# Fishroom Article



## JLudwig (Feb 16, 2004)

Finally got around to writing my short fishroom article, with photo: http://www.rockytop.net/minifishroom.php

3 10 gallon tanks, 2 20 longs... if anyone has any questions please let me know I can take more pictures or do a little better job with the writeup.

Jeff


----------



## jerseyjay (Jan 25, 2004)

Jeff,

Thanks for the article. 

1. Can you post a close up of PVC with valves ?. Do you know which valves they used ? AV1B ?

2. How big PVC can you get ? and how many at the most valves can you get with this setup ? Can you get bigger ?

Just my obervation. 

I would attach "side" 2x4 directly but use SHOULDER or NOTCH technique so wood can "rest on main 2x4 instead of relying on nails/screw. 

Well done Jeff.


----------



## JLudwig (Feb 16, 2004)

Sorry about the delay, I check at work I forgot to post the images when I got home... maybe i should stop reading from work 

Anyhow, no idea on air valves model # or anything, the manifold was only $20, I would think the parts would cost more than this.
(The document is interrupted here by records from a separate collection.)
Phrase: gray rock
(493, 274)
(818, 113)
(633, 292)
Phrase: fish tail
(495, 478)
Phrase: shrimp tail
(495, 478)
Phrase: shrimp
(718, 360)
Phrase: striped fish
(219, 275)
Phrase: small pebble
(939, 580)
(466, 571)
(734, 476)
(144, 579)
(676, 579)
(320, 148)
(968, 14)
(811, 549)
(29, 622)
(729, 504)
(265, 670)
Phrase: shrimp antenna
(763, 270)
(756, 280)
At $1 per port, it wasn't worth the DIY hastle. As you can see from the header, its connected with 3/4" flexible tubing... it would be trivial to tee off of this into another 20 valve header... talk to the guys at Jehmco, they are big supporters of the AKA... the suggested the size pump we have as well as the header and so far we are very happy.
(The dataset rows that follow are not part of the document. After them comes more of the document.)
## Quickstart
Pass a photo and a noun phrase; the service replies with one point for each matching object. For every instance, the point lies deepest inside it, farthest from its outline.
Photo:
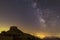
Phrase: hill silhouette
(15, 34)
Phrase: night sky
(31, 16)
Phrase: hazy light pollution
(31, 16)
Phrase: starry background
(24, 14)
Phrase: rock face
(15, 34)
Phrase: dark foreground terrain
(15, 34)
As for the solder or notch, that might be ideal, problem is I don't have a radial arm saw, table saw or router so I can't run a dado blade. I've still yet to get some black fabric to tank in between the shelves where the lights are, when we do this we'll have that glowing tank out of a sea of black look... Also, the "L" screws the photo taking up a little, but turning off a rack is easy enough.

Jeff


----------